Cypriot bronze, tanged spearhead: (Early Bronze Age) : 2450 - 2100 BC

bronze, tanged spearhead

Fine 15” (38cm) spear head, sold to me as 1200 BC, the time of the Trojan war, but now suggested on stylistic grounds to be probably from early in the Cypriot Early Bronze Age. However if this is the case it should be made of arsenic bronze rather than tin bronze. This is untested. The offset knob or button on the tang occurs on Philia culture examples (the first phase of the Bronze Age dated before the Early Cypriot period, so around 2450 to 2200 BC) but the rounded shoulder is more typical of EC I-II date (2200 to around 2000 or so)  Very similarly shaped spears but with hooked tip to the rat-tailed tang were common in Cyprus and the near east and they existed right through the Bronze age, though in the Late Bronze Age many spears had sockets. The socket is functionally superior but more complex to make.
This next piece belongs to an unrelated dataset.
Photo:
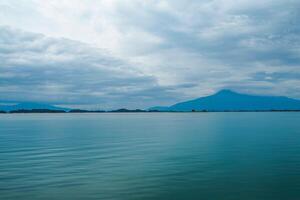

This spear is so fine it would have been a prestige object which only important people might have owned (and been buried with). The spear tip would have been cast in a two part mould and then hammered. Forging bronze is tricky – mistakes can’t be rectified as with iron. It would have been fixed into the handle (with knob-end visible) by boring a hole and splitting the end; afterwards binding the split end with laching cord*. The angled tang prevents it being pulled out. A 6 ft or at most 8ft wooden shaft is likely. There are longer spears, held with both hands, depicted later in the bronze age (eg Acrotiri fresco 1600 BC). Throwing spears were also later and had smaller heads. Spears were the most common weapon of the time. Although there is no direct evidence, combat reconstruction suggests it may, as later, have been used largely one-handed in battle with a shield in the other hand, but impromptu use might be different. There are no defences or other indications that the Early Bronze Age was a period of conflict on the island, but spearheads are found in tombs – though not as often as later in the Bronze Age. They may have been status symbols or simply standard weapons carried by males who had to be prepared for the dangers of everyday life. Spears might also have been used for hunting and ceremonial purposes, though in more recent times hunting spears usually had smaller heads than this. Often in northern Europe such bronze objects were deposited as a propitiatory offering in water in which case they were usually first bent or broken to remove them from this world. Similarly weapons placed in Cypriot tombs were often deliberately bent. Cyprus was the chief Mediterranean source of copper and Homer said that his heroes wore Cypriot bronze armour. Indeed, most western languages derive their word for copper from Kupros (Kypros), the Greek name for the island**. Copper made Cyprus rich but 200,000 tons of ancient copper slag suggest 200 million pine trees cut for fuel, which deforested the island. The industry largely died around 300 AD due to lack of fuel.

* fixing illustration and other information: Andrea Salimbeti: http//

** via Latin: early Latin “aes cyprium” which means “Cypriot ore”; later Latin “Cuprum”. The name Kupros may itself derive from the Sumerian for copper. The native Bronze Age name for Cyprus was Alashiya but the Greek language and customs gradually supplanted Cypriot, following extensive Greek immigration in the 12th and 11th century BC.